Um Final de Semana em Hyde Park

O título original de “Um Final de Semana em Hyde Park”, filme dirigido por Roger Michell, faz referência ao local onde Franklin Delano Roosevelt, o 32º presidente dos Estados Unidos, nasceu, passou boa parte de sua vida (incluindo o seu mandato presidencial) e no qual ele foi enterrado. A casa ficava localizada no campo, numa paisagem remota e que oferecia a ele toda a privacidade que, na medida do possível, o presidente de uma nação como a norte-americana poderia ter.

O roteiro do filme, escrito por Richard Nelson, como o nome bem diz, enfoca uma temporada em particular passada por Roosevelt (Bill Murray) no local, quando, em 1939, ele coordena uma visita do Rei George (Samuel West) e da Rainha Elizabeth (Olivia Colman), da Inglaterra, aos Estados Unidos, pois os monarcas tinham o interesse de pedir o apoio dos norte-americanos contra as forças nazistas, numa época em que já se vislumbrava o início da Segunda Guerra Mundial.

“Um Final de Semana em Hyde Park” enfoca muito as diferenças culturais entre os norte-americanos e os ingleses, por exemplo. O fato de que os norte-americanos possuem um senso de humor peculiar, que permite que eles riam de si mesmos; enquanto os ingleses se levam muito a sério e reviram os olhos para qualquer tentativa de tirarem sarro da cara deles. Nesse sentido, uma das melhores cenas do filme é aquela que mostra o Rei George saindo de toda a pompa e circunstância para comer um cachorro quente oferecido pelo presidente Roosevelt durante um churrasco em sua homenagem.
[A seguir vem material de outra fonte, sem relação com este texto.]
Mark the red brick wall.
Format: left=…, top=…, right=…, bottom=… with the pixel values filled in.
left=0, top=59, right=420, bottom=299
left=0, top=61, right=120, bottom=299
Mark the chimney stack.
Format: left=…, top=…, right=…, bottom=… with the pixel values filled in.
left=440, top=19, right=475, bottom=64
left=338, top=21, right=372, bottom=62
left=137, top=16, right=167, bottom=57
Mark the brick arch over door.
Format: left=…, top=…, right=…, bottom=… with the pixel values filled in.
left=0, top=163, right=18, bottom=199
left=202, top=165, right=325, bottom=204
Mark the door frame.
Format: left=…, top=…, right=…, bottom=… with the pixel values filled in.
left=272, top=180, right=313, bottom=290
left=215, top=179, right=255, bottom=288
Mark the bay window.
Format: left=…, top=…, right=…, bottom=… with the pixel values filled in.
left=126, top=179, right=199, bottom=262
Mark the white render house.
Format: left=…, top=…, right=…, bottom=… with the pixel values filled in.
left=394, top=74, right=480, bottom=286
Se ficasse com essa crônica leve e descompromissada sobre um momento político bastante perturbador e incerto, “Um Final de Semana em Hyde Park” seria um filme muito interessante. Mas, a obra acaba perdendo muito o seu foco quando insere em primeiro plano as aventuras amorosas extraconjugais de Franklin Delano Roosevelt. Isso acaba tirando o cerne daquilo que a obra tem de melhor: o embate entre o cinismo inglês e a soberba norte-americana.

3 comments

  1. Paulo Ricardo 4 novembro, 2014 at 12:47 Responder

    Primeiro eu sou fã de Bill Murray.É o meu “ator cult” de filmes como “Feitiço do Tempo”,o ator em decadência em “Encontros e Desencontros” ou o playboy que olha pro passado em “Flores Partidas” de Jim Jarmusch,Até quando Murray interpreta a sim mesmo ele é bom,como em “Zumbilândia” ou quando perde o trem em “Viajem a Darjeeling.Aliás Wes Anderson e Sofia Coppola sabem usar o talento desse ator que até alguns anos atrás era um comediante que precisava fazer drama para ser reconhecido(a gnt sabe como isso é complicado,Robin Williams soube fazer isso muito bem) .Um papel de Murray que eu gosto muito é do agente funerário de “Segredos de Um Funeral” com uma das melhores atuações da carreira de Robert Duvall,um filme que por sinal foi pouco visto. “Um Final de Semana em Hyde Park” foi lançado como o filme que daria o Oscar para Bill Murray,mas depois de uma passagem morna por Toronto o filme foi perdendo força,esquecido…até ficar com uma nomeação de melhor ator comedia no Golden Globe.E olha a sua crítica resume muito bem os pontos fracos da obra.Ao se concentrar nos relacionamentos do ex presidente o filme perde toda sua força,mas vale ressaltar que Laura Linney está ótima(Olha Kamila,pra mim ela e Julianne Moore são as eternas esquecidas da acadêmia).Eu prefiro o Bill Murray dos filmes citados acima do que como o presidente Roosevelt e esse ano ele está de novo cotado para a temporada de premiações por “St.Vincent”,mas o Érico Borgo do omelete conferiu o filme em toronto e não gostou muito.Pressinto que “St.Vincent” terá o mesmo destino de “Um Final de Semana em Hyde Pak”.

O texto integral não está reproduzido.